Now what happens when you want to use one package that depends on P-1 
and another that depends on P-2 at the same time?

My claim is that you can solve this only if a package that depends on 
P-1 can also work with P-2 and one that depends on P-2 can also work 
with P-3.

The only reason a build should fail is that you don't have a 
sufficiently recent version of some module.

[clarifying explanation of build-depends problems from prior mail]

When you say that package 'A' "build-depends" on packages 'B' and 'C', 
you are implicitly selecting a specific set of implementations for the 
module names used in package 'A'.  However if both 'B' and 'C' define 
and use module M then you are going to run into trouble.

But now lets suppose that 'B' uses module M and 'C' doesn't.  But that 
package 'C' build-depends on package 'D' and package 'D' build-depends 
on package 'E'.  Now suppose that a new version of 'E' is released 
that defines and uses module M.  Now you have real trouble!

Either way, you need some way to specify which module is authoritative 
implementation of a particular module name for your entire build and 
not per package!

In other words, the mapping of module names to implementations is not 
specific to any particular package, it is explicitly global to the 
build of the resulting program and implicitly global to the community 
of module/package authors.

For the same reason, you don't want "-hide-all-packages."  You want 
"-hide-local-variance" from the consensus mapping of module names to 

>> What we want is a common system for mapping module names to
>> module implementations.
>> * a protocol for resolving module-names to implementations at
>>   various haskell module name servers (hackage?)
> Go ahead, invent a protocol!

I offered two strawman versions of this protocol in my last mail in 
the "stop untracked dependencies" thread:

   Strawman protocol 1: Define a new DNS record, URL, and define some
   translation of module names into domain names.

   Strawman protocol 2: Use HTTP/HTTPS and define a query syntax such
   as "GET ResolverURL/moduleName HTTP/1.0" and use 30x headers for
   redirection to the appropriate server.

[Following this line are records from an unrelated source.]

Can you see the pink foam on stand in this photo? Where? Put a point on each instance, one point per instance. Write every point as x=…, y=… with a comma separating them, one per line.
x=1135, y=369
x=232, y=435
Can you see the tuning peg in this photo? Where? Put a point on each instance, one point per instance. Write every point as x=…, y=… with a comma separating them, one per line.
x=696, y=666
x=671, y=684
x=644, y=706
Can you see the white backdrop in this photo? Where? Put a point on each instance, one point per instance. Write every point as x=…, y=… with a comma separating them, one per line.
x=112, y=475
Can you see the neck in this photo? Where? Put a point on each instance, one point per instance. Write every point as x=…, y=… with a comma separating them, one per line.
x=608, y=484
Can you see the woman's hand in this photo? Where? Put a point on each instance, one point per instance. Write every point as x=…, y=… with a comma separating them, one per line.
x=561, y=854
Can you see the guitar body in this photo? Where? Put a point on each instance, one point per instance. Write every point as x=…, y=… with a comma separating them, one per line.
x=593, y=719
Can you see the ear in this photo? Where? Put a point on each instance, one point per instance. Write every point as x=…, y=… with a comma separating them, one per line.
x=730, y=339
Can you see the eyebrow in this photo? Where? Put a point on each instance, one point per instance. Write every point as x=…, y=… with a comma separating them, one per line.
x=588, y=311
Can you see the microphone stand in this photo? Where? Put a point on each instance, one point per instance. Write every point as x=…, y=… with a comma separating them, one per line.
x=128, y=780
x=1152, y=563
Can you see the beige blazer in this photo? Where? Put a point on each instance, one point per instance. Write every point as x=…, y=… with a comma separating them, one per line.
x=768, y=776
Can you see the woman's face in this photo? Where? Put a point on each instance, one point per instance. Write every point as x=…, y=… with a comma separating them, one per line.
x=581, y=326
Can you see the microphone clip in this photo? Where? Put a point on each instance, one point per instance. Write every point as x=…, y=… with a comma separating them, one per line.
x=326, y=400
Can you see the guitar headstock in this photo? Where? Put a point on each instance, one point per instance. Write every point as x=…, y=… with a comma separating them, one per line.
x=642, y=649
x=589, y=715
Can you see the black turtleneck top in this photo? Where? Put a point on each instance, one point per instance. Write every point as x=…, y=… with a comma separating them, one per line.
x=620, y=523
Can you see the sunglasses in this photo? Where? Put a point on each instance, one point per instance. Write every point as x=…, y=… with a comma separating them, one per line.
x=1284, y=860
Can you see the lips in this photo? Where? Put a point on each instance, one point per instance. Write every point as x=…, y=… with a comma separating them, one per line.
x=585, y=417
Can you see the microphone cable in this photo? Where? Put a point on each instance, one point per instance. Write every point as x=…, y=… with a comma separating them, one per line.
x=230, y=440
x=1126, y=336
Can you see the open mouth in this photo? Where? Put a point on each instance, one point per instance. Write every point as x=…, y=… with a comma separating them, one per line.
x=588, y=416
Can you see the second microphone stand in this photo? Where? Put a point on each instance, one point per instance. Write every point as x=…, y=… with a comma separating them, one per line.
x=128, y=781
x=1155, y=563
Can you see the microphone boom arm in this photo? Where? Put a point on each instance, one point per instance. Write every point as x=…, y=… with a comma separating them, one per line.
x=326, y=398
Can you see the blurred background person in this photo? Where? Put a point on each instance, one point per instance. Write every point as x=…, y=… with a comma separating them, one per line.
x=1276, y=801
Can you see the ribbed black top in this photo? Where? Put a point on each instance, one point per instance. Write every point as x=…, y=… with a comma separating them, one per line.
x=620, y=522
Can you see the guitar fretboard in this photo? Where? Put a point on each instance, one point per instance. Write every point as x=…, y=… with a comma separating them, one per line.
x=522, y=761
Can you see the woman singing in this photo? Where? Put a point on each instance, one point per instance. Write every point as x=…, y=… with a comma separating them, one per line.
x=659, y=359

I like the later because we can then reuse WebDAV versioning 
semantics, but think that there is little point in fleshing it out 
further unless we agree on the need.

>> And we need to constraint the versioning system to require that
>> every new version of a module must fulfill the contracts of the
>> prior versions so no existing dependency is broken by any changes.
> That's way too restrictive.  We'd never be able to remove anything.

Its not too restrictive.  It is correct.  You said that module names 
are intended to describe functionality.  If you want to change the 
contract, you need either to define a new module name or accept that 
programs that depend on a sufficiently old version of the current 
module will simply break.  What does 'deprecated' mean?

> When we start using shared libraries, even binaries will break if you
> upgrade shared libraries in place.  That's why we must have versioning,
> and the ability to have multiple versions of a package installed.

Again, I am not opposed to having multiple versions of a package 
available for programs to use.  My point is that the choice of version 
must occur at build/run time and not at package time.